In our barn, we are able to grain the animals for energy, provide fresh heated water for warmth, a barn and stalls for shelter from the wind. As cold and unpleasant at it may get today and tonight, all of our animals will be alive and well in the morning, we have seen to it, it is a gift that people can give animals, who give so much back to us.
I pity the poor carriage horses if the mayor and his supporters in the animal rights movement get their way and the horses are taken from their warm, dry, clean stables and thrown out into the whirlwind that life in the wild often is. How very sad for animals that so many people have forgotten, or perhaps did not ever know, what safety really is for domesticated animals.

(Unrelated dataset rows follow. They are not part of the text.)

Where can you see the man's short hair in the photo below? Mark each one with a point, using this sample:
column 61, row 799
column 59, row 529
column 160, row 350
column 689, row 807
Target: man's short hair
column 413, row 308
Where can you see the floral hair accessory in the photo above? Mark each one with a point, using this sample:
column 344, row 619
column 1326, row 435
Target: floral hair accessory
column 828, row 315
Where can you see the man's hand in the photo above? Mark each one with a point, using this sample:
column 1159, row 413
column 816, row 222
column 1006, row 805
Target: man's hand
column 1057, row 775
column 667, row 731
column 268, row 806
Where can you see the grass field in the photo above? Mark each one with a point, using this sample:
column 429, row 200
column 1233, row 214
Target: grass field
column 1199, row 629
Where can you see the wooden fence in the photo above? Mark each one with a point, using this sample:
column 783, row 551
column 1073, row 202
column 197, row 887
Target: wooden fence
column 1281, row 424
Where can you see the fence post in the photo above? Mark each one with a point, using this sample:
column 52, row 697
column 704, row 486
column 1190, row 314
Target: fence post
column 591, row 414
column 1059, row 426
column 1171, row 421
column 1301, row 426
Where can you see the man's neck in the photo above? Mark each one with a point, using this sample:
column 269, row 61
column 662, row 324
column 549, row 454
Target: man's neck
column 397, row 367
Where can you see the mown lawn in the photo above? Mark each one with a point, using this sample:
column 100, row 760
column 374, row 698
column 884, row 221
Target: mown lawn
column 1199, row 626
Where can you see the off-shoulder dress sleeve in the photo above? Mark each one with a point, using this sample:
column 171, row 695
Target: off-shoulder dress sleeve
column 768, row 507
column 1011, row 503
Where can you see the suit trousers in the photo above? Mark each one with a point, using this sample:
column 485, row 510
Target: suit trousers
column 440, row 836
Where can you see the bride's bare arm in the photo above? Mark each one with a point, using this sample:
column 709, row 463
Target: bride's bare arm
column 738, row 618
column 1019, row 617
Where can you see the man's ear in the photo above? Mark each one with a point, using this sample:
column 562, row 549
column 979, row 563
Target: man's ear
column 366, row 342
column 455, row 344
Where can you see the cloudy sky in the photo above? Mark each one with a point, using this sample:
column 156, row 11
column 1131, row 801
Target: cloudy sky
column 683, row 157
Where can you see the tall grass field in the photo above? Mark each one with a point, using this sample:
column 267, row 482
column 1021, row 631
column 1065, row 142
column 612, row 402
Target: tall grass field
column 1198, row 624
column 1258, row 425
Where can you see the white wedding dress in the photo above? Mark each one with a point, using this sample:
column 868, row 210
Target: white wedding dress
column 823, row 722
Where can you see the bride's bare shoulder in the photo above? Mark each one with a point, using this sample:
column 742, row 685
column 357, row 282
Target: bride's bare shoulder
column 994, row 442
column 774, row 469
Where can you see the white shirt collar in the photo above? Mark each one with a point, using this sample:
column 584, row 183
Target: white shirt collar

It is work, shelter, human care and connection. I can’t help but think of the carriage horses in this fierce cold and wind, they are not in the park today, but in their stables. They have everything an animal needs to survive in a cruel and unpredictable world, and the very people who should be protecting them – elected officials and people who claim to speak for animal rights – are seeking to take all of those protections away in the name of being humane. Can any rational person buy this?
Today, the carriage horses are, by custom and regulation, warm and dry in their stables, safe and comfortable, better off even than my sheep and donkeys, who are not in a heated barn with four walls and three bales a day of fresh hay. Beyond the farm, deer and raccoons and birds are starving and dropping to their ground, their carcasses are everywhere. My animals are very well treated and cared for, but I can’t offer them what the carriage trade offers the horses.
When you think of the carriage horses, and of their future and their fate, look outside of your window today or talk a walk and ask yourself if this gentle and domesticated creatures – they have never lived in the wild – ought to be outside. I’d love to ask the mayor if the horses would really be better off in the wild today. Except he would not speak to me, or to the owners and drivers in the carriage trade.